HIV-positive and pregnant? Protect your own health and lower your risk of passing HIV to your baby by taking HIV meds.

HIV-positive? Take Medicine to Treat HIV

  • Taking HIV medicine reduces the amount of HIV in your body (your viral load) to a very low level, called viral suppression. If your viral load is so low that a standard lab test can’t detect it, this is called having an undetectable viral load. Taking HIV medicine and getting and keeping an undetectable viral load is the best thing you can do to stay healthy and prevent transmission to your baby.
  • If you have HIV and take HIV medicine as prescribed throughout your pregnancy and childbirth and give HIV medicine to your baby for 4 to 6 weeks after giving birth, your risk of transmitting HIV to your baby can be less than 1%.
  • If your HIV viral load is not adequately reduced by HIV medicine, a cesarean delivery (sometimes called a C-section) can also help prevent HIV transmission.
  • Taking HIV medicine substantially reduces, but does not eliminate, the risk of transmitting HIV through breastfeeding. The current recommendation in the United States is to avoid breastfeeding.
  • Taking HIV medicine also protects your HIV-negative partner. People with HIV who take HIV medicine as prescribed and get and keep an undetectable viral load can live long and healthy lives and will not transmit HIV to their HIV-negative partners through sex.
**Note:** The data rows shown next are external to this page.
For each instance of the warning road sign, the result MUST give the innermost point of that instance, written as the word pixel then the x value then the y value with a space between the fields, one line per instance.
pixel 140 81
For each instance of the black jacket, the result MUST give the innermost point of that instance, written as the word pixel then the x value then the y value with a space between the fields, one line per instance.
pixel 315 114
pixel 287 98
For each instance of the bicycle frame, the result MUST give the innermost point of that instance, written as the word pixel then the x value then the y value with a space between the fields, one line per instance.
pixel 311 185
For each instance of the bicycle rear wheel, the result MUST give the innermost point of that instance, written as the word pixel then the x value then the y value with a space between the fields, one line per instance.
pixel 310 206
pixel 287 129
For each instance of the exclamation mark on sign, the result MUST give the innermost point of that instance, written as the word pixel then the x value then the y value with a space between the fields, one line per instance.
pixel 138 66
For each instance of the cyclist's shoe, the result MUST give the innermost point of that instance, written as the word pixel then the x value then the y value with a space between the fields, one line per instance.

Are HIV Medicines Safe for You to Use During Pregnancy?

Most HIV medicines are safe to use during pregnancy. Talk with your health care provider about the benefits and risks of specific HIV medicines when deciding which HIV medicines to use during pregnancy or while you are trying to get pregnant.

Can You Breastfeed if You Have HIV?

The current recommendation in the United States is that people with HIV should not breastfeed or pre-chew food for their babies. In the United States, infant formula is a safe and readily available alternative to breast milk. Keeping an undetectable viral load substantially reduces, but does not eliminate, the risk of transmitting HIV through breastfeeding. If you have questions about breastfeeding or desire to breastfeed, talk to your health care provider about infant feeding options. Learn more about HIV and breastfeeding here.
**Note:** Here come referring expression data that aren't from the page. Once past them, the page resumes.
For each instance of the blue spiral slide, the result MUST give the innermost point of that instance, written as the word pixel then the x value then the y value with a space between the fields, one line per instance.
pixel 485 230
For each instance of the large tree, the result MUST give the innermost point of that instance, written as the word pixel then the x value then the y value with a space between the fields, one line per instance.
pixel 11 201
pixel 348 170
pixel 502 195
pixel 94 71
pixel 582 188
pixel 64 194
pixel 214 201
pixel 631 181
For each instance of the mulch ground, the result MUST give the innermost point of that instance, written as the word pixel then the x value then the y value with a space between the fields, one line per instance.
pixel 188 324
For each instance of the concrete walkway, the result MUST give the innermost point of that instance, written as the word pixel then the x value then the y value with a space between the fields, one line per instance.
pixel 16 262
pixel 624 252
What Should You Ask Your Health Care Provider About Having a Baby?

You might ask your health care provider some of these questions:

  • What is the safest way to conceive?
  • Will HIV cause problems for me during pregnancy or delivery?
  • Will my HIV treatment cause problems for my baby?
  • What are the pros and cons of taking HIV medicine while I am pregnant?
  • Is my viral load undetectable?
  • How do I avoid transmitting HIV to my partner(s), surrogate, or baby during conception, pregnancy, and delivery?
  • What medical and community programs and support groups can help me and my baby?
  • What birth control methods are best for me?

If you or your partner has HIV and is thinking about getting pregnant, you should talk to your health care provider as soon as possible about taking PrEP. If you’re not already taking it, PrEP may be an option to help protect you or your partner from getting HIV while you or your partner try to get pregnant, during pregnancy, or while breastfeeding.

Adopting a baby is also an option for people with HIV who want to begin or expand their families. The Americans with Disabilities Act does not allow adoption agencies to discriminate against individuals or couples with HIV.